A study conducted by scientists at the University of Perú, the National Autonomous University of Colombia, and the International Center for Plant and Biological Diversity (ICBP) found that the size of the marigolds grown by a handful of farmers in Peru increased significantly from a previous study that was published in 2015.
The researchers used aerial photography to document the growth of over 500 marigames in the region, where it is believed that marigaming is widespread.
Researchers say that the increase in size of marigame populations may be linked to the presence of a new type of drug that the researchers found in the soil.
The researchers found that about half of the samples in the field showed growth of at least 25 centimeters (16 inches), with the remaining two-thirds growing between 35 and 45 centimeters (14 inches).

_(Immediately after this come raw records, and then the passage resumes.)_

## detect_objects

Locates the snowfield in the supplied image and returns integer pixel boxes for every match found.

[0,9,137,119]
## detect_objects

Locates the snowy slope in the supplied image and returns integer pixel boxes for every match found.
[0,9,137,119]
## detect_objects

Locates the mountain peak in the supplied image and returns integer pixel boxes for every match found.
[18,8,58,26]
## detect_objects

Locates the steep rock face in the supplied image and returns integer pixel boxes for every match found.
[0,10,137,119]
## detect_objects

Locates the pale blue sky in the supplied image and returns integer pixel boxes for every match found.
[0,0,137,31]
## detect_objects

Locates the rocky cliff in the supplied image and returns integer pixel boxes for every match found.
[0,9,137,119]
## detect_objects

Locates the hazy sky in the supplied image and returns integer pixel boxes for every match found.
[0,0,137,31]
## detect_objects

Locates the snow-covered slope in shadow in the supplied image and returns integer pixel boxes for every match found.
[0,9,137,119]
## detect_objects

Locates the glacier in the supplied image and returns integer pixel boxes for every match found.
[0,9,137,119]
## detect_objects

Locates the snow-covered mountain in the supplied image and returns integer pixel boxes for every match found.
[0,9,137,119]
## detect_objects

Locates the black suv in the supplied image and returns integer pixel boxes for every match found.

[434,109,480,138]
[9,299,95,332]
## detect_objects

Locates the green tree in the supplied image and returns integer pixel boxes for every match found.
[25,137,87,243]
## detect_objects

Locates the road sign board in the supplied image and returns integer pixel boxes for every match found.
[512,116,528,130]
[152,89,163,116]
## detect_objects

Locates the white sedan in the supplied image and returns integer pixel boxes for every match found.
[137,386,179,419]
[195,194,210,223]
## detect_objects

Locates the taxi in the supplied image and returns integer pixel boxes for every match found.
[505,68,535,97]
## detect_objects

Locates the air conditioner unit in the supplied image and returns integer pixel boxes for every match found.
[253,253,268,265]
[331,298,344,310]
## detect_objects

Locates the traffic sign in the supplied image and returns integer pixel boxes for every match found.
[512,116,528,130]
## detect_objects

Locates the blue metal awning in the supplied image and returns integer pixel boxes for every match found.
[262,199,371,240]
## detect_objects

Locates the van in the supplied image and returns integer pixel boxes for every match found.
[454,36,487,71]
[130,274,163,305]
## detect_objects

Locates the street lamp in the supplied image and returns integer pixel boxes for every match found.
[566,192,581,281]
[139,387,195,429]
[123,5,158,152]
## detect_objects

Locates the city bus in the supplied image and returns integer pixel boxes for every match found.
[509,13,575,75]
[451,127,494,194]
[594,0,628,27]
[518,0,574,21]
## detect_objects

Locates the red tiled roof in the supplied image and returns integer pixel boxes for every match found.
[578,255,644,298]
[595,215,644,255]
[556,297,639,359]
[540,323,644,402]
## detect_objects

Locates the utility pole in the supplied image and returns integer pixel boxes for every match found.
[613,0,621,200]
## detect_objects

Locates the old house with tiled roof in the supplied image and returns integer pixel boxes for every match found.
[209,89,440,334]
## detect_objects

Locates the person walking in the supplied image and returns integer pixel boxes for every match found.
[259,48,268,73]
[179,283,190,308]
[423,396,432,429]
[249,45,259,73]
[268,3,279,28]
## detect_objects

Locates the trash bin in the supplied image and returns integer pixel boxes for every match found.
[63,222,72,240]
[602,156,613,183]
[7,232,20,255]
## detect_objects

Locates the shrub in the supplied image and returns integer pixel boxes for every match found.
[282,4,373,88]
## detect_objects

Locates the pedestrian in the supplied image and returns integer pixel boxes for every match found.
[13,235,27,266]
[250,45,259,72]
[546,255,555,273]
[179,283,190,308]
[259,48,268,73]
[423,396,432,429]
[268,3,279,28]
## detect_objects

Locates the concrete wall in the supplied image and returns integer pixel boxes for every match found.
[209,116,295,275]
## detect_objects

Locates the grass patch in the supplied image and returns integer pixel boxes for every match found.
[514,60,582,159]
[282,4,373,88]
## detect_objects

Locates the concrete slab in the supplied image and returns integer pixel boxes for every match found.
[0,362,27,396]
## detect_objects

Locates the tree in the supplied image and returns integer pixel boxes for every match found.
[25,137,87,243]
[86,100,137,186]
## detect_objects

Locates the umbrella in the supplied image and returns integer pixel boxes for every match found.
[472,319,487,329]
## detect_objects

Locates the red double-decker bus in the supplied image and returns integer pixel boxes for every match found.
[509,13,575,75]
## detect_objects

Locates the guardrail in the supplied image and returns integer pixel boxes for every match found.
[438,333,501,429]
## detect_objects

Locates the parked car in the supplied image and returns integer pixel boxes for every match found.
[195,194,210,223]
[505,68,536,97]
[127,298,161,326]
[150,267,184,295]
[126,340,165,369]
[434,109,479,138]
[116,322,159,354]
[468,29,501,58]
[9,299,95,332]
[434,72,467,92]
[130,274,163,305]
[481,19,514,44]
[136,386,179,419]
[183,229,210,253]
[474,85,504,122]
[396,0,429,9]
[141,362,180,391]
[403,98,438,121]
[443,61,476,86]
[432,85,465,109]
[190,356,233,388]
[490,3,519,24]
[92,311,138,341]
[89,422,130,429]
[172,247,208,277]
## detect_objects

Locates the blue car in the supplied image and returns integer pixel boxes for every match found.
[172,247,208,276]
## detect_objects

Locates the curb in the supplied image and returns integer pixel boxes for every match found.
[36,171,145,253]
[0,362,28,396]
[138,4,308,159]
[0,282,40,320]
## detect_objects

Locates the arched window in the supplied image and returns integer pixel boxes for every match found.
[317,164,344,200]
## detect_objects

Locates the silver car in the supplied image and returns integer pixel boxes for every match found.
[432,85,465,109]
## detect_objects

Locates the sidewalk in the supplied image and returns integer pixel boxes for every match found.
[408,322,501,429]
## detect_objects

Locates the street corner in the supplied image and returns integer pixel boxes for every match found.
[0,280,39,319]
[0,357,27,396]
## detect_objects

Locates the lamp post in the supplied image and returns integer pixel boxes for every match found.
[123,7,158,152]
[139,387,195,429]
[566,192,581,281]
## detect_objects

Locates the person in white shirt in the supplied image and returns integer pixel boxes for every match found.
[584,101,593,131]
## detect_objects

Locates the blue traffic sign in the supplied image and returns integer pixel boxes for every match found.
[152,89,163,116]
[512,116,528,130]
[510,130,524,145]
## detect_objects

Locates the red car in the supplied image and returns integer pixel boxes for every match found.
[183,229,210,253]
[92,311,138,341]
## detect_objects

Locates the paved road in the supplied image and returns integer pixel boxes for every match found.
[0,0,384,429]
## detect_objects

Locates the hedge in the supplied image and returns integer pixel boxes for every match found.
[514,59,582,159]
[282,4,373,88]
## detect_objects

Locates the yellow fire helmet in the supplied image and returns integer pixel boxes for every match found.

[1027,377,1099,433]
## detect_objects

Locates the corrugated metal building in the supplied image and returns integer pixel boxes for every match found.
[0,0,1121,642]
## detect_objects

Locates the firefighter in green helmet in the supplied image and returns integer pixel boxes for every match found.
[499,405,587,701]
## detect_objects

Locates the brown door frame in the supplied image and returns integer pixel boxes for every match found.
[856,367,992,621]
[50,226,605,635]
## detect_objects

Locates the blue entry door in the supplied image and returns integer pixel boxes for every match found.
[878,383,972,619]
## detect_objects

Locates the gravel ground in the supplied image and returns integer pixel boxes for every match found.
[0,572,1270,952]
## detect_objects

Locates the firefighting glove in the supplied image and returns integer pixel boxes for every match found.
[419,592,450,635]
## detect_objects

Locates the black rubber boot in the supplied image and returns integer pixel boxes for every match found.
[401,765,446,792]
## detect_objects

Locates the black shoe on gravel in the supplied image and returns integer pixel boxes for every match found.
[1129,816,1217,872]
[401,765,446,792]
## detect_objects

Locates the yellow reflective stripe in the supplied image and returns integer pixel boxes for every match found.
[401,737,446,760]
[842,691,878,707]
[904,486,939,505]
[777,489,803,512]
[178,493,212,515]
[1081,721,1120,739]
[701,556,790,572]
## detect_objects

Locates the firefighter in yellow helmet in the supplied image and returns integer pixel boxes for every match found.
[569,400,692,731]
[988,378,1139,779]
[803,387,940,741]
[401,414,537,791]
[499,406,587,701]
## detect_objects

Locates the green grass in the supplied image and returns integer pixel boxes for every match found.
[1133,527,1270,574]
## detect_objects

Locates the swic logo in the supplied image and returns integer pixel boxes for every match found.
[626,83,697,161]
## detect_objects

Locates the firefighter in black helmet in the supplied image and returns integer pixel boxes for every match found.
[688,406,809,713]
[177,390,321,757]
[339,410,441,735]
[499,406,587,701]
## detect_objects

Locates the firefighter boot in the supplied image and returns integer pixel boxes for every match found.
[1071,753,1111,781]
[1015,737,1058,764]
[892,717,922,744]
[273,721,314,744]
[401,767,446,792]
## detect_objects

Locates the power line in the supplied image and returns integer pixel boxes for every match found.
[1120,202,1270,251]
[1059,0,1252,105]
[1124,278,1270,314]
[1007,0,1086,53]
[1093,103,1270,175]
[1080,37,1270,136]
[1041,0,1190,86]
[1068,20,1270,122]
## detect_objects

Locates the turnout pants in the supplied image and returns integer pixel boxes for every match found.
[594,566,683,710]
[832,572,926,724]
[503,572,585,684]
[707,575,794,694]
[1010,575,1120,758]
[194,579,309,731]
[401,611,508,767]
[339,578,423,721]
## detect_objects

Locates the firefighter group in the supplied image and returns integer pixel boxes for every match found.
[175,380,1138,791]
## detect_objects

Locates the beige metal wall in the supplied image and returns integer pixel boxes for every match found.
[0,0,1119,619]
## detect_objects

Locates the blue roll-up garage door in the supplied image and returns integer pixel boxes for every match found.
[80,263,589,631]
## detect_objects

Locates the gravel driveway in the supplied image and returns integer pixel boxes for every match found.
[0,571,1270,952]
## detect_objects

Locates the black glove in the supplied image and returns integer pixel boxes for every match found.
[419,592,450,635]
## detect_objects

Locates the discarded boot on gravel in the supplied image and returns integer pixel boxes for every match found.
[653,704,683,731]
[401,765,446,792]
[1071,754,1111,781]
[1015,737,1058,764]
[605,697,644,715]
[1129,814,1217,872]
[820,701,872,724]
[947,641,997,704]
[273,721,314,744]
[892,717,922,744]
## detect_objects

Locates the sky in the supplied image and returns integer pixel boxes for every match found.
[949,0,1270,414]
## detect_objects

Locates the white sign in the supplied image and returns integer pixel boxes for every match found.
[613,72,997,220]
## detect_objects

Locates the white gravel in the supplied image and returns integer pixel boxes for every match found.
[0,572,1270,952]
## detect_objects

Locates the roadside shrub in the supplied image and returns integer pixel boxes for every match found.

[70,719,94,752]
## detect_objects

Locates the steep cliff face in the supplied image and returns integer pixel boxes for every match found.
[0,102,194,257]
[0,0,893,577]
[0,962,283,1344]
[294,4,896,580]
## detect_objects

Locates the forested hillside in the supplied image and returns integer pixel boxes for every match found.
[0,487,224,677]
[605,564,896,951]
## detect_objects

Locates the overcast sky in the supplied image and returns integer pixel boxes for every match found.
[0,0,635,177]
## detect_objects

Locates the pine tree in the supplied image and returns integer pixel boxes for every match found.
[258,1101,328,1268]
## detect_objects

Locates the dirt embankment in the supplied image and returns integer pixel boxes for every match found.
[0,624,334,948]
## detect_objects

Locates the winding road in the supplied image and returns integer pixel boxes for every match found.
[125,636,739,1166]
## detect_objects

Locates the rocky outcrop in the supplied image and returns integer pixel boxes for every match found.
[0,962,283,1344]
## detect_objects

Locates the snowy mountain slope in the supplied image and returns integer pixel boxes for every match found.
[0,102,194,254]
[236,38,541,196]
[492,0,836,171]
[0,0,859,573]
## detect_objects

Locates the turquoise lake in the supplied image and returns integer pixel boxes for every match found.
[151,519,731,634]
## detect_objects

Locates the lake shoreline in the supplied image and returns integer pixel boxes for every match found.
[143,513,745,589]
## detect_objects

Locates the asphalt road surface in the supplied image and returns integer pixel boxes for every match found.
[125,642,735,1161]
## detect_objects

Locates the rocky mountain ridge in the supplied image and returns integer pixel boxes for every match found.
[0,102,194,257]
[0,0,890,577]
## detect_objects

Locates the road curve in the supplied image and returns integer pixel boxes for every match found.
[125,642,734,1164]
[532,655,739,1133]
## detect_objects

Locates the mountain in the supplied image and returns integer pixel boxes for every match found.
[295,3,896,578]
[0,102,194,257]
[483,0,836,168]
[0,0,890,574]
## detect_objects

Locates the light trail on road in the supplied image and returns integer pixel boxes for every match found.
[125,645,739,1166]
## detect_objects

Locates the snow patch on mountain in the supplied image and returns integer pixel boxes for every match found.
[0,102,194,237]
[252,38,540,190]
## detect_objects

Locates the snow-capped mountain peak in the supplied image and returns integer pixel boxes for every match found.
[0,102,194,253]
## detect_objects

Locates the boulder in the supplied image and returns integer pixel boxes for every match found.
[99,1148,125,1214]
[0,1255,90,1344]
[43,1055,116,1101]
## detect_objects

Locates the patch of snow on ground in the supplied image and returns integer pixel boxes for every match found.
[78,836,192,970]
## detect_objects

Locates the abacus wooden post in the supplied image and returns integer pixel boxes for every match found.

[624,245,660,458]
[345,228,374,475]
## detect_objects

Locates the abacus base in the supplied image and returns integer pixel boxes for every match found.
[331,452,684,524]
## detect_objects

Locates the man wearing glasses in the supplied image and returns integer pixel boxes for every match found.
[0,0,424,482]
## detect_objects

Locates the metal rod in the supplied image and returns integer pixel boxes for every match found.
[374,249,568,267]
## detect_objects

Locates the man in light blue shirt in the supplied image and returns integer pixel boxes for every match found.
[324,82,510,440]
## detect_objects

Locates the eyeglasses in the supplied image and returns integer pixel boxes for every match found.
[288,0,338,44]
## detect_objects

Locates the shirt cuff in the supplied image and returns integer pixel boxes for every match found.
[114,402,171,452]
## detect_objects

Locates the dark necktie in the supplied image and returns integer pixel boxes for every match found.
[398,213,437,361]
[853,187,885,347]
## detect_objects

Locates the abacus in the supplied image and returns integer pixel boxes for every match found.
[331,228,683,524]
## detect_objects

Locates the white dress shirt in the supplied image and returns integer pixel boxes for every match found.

The researchers attribute this growth to a new form of synthetic drug that has been found in soil in Peru’s central Andes.
Scientists are unsure whether the drug, called piperidines, has been approved for use in Peru and have not been able to determine its effects on the plants.
But a spokesperson for the government of Peru, which is responsible for administering the drug and which has said that the study is being taken seriously, said in a statement that the results were in line with the country’s environmental laws.
“This is the first study that has shown the effects of a drug that was not approved for human use in this country,” Peruvian government spokesperson José Carlos Pacheco said.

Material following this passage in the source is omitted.